Tuesday, April 3, 2012

Use of genetically modified crops to achieve a sustainable future

Genetic engineering is a technique in which specific traits or genes can be transferred from one organism (e.g. an animal) into an alternative other such as a plant. The resulting entity is called a genetically modified organism or GMO.

Optimizing agriculture is a key aspect in achieving a sustainable future. Currently industrial agriculture in the developed world has negatively impacted global warming through greenhouse gas emissions from fertilizer and pesticide use and extensive deforestation.

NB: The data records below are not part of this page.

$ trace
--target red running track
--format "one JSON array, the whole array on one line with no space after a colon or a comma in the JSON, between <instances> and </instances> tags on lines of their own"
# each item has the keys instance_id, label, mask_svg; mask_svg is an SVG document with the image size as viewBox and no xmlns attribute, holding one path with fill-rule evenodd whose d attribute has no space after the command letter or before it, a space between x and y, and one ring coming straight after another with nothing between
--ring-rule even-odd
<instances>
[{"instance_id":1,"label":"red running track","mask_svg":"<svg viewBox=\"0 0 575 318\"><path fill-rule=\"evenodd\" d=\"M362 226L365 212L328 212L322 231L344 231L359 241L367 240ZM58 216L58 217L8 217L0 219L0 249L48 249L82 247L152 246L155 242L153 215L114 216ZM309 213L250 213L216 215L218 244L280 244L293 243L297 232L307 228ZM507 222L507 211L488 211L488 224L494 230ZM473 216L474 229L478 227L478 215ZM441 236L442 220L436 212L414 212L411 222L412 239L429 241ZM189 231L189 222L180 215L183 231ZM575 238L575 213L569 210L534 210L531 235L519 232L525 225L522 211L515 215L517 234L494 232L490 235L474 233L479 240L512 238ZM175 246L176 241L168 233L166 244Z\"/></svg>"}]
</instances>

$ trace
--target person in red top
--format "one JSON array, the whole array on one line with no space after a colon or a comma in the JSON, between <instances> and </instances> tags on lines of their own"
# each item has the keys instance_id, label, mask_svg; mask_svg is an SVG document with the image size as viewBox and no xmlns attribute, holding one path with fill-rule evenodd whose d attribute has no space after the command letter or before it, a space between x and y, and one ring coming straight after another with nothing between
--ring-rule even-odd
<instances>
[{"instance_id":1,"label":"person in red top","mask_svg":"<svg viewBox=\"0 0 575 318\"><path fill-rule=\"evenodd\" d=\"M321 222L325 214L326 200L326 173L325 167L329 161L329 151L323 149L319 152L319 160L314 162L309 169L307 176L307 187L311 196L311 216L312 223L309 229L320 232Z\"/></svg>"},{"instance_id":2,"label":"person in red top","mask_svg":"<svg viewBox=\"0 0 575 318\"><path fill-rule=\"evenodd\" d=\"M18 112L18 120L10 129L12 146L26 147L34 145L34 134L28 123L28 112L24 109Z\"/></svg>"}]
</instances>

Presently the favored strategy in combating these detrimental farming practises is organic agriculture. While this tactic is “environmentally friendly” its main pitfall is that its rationale isn’t entirely realistic at a global scale. Relying on ecological processes and the rejection of pesticides runs a risk of crop disease epidemics which devastate yields. In addition plants relying on organic nutrition would result in a peak capacity for production which unfortunately would not meet the exponentially growing world populations requirement for food.

Genetically modified crops are quite advantageous in agriculture offering increases in crop yields and quality as well as reductions in the requirement for pesticides and fertilizers. Genes which confer for disease resistance provide food security for farmers in an ever competitive market. For example introduction of the insecticidal protein gene from the bacterium Bascillus thuringiensis allows crops such as corn to be insect resistant which subsequently negates the requirement for pesticide utilization.

Along with increased yields these advancements would allow for optimization of self sustainable economies and self efficient countries in my opinion. GMO would be beneficial for small time farmers providing them with the materials to grow a range of crops that can then be then sold locally. Substantial yields would allow reductions in prices for these local products that otherwise could not compete with large scale farmers. This would reduce the requirement of importations (where other countries may have the ideal climate for the traditional seed or can grow them at a high level and therefore sell them cheaply) and since each country could potentially grow a range of crops to meet the needs of the public exportations would also decrease as well. Taking this as a whole our carbon footprints, both personal and all inclusive, would be drastically reduced.

Controversial issues that surround GMOs are typically catalysed by bias media reports which scare an ill-informed public. One such example is the fear of ‘horizontal gene transfer’ i.e. genetic transfer between organisms. The main problem here is that this would result in resistant organism promoting the risk of disease outbreaks. In reality this risk is actually quite low. The phenomenon occurs naturally but also rarely and it has yet to be simulated in an optimized lab environment. In addition I believe the concern of its negative impact for ecological organisms pales in comparison to the detrimental consequences of our currently employed methods of spraying herbicides and pesticides religiously and broadly.

Therefore I am personally in favour of the employment of GMOs into agriculture practice in order to reach the ever tantalizing goal of sustainable living.